Tout ce qui est juste ici – c'est une raison essentielle pour laquelle j'ai choisi ce Balzac – concerne le portrait en actes des conditions éditoriales du début du XIXe siècle. On y découvre les prémices du marché actuel, relativement peu changé, où l'on suit en une prose solide comme le commerce prévaut sur le talent, en sorte que j'y ai peu appris, et même qu'on pourrait avoir malheureusement la naïveté de penser que les contrats et relations entre éditeurs et auteurs se sont améliorés depuis que Balzac s'en est plaint avec tant d'exactitude et de vérité. Mais alors ce deviendrait un livre menteur, par présomption du lecteur : l'étonnement outré que celui-ci trouverait à une situation littéraire si détestable lui ferait accroire qu'il est bon que notre société ait « progressé »... et il continuerait de supposer que « nous n'en sommes plus là » ; or, nous en sommes pire, la situation s'étant dégradée avec l'acclimatation à un système esclavagiste.

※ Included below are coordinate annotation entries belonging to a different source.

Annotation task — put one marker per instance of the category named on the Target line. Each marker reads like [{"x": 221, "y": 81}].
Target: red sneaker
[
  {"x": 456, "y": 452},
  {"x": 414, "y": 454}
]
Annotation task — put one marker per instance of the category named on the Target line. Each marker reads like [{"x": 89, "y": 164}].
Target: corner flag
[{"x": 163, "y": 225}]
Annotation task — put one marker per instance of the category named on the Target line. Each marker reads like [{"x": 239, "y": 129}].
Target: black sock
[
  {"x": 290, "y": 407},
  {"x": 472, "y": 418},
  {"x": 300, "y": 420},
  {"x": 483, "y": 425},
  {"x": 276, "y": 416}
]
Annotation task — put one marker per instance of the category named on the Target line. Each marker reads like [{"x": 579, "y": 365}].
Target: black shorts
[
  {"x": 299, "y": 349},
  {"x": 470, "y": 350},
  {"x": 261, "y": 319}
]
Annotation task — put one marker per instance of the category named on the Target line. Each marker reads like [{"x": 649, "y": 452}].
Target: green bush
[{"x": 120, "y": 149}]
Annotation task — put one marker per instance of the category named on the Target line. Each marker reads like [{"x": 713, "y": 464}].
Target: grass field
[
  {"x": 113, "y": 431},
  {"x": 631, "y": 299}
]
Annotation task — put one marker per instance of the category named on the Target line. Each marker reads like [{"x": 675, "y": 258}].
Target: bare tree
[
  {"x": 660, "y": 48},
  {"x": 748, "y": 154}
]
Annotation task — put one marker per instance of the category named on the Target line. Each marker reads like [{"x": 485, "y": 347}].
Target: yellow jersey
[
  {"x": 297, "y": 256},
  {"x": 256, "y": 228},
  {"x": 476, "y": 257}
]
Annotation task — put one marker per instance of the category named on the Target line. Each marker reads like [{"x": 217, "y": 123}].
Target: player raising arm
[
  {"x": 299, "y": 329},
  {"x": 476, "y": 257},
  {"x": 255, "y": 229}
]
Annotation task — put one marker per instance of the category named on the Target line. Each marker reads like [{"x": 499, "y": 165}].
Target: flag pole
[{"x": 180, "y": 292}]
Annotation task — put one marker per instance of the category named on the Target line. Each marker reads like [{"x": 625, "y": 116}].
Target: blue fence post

Reste le style bien sûr, l'exactitude lexicale et classique, le souci de l'infime quelquefois éloquent quand il n'est pas oiseux, les éclairs de généralisations justes, ainsi que des éléments de vérité piquante ponctuellement insérés dans la narration, et qui relèvent sans cesse le constat d'une simple histoire. Cette solidité est le substrat de la littérature française, toute sa verve et son sens, et il est dommage que faute de savoir y atteindre, nombre d'écrivains contemporains tâchent à réformer sa substance digne et noble qu'il fallait conserver pour la supplanter d'efforts encore plus élevés, au lieu d'y substituer comme ils font la forme lâche et les thèmes polis en quoi se résume à présent toute sa détestable poisse mondaine et inéloquente.

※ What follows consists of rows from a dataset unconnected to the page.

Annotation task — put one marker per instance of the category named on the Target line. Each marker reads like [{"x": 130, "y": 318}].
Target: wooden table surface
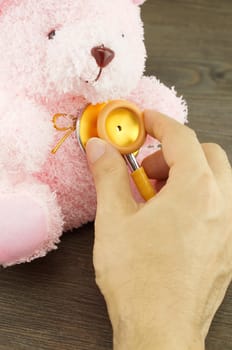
[{"x": 53, "y": 303}]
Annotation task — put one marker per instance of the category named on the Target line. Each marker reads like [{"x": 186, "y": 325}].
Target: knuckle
[{"x": 214, "y": 148}]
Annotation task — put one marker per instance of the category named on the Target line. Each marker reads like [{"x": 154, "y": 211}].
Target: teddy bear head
[{"x": 92, "y": 48}]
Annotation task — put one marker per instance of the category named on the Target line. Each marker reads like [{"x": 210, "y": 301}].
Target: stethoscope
[{"x": 121, "y": 124}]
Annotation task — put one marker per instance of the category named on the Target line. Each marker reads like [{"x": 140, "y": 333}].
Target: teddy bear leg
[{"x": 30, "y": 225}]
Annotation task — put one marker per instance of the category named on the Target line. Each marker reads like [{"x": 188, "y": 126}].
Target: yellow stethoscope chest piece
[{"x": 118, "y": 122}]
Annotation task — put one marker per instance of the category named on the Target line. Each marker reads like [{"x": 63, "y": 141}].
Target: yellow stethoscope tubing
[{"x": 93, "y": 124}]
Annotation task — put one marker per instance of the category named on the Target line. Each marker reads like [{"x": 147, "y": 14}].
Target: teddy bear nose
[{"x": 103, "y": 55}]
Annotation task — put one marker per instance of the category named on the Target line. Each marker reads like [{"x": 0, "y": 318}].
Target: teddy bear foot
[{"x": 23, "y": 229}]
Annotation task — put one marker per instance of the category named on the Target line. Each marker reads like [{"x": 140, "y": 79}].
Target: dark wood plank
[{"x": 53, "y": 303}]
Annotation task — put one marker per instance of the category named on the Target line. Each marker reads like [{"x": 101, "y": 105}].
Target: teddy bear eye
[{"x": 51, "y": 34}]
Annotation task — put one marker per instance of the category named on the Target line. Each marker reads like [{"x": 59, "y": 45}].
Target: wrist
[
  {"x": 141, "y": 334},
  {"x": 152, "y": 339}
]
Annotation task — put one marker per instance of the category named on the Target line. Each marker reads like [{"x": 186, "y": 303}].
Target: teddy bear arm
[
  {"x": 26, "y": 135},
  {"x": 152, "y": 94}
]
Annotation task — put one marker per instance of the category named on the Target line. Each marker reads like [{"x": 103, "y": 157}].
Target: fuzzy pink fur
[{"x": 41, "y": 75}]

À suivre : Notre cause commune, Chouard.

***

« Tous discutaient sans disputer. Ils n'avaient point de vanité, étant eux-mêmes leur auditoire. Ils se communiquaient leurs travaux, et se consultaient avec l'adorable bonne foi de la jeunesse. S'agissait-il d'une affaire sérieuse ? l'opposant quittait son opinion pour entrer dans les idées de son ami, d'autant plus apte à l'aider qu'il était impartial dans une cause ou dans une œuvre en dehors de ses idées. Presque tous avaient l'esprit doux et tolérant, deux qualités qui prouvaient leur supériorité. L'Envie, cet horrible trésor de nos espérances trompées, de nos talents avortés, de nos succès manqués, de nos prétentions blessées, leur était inconnue. Tous marchaient d'ailleurs dans des voies différentes. Aussi, ceux qui furent admis, comme Lucien, dans leur société se sentaient-ils à l'aise. Le vrai talent est toujours bon enfant et candide, ouvert, point gourmé ; chez lui, l'épigramme caresse l'esprit, et ne vise jamais l'amour-propre. Une fois la première émotion que cause le respect dissipée, on éprouvait des douceurs infinies auprès de ces jeunes gens d'élite. La familiarité n'excluait pas la conscience que chacun avait de sa valeur, chacun sentait une profonde estime pour son voisin ; enfin, chacun se sentant de force à être à son tour le bienfaiteur ou l'obligé, tout le monde acceptait sans façon. » (page 286)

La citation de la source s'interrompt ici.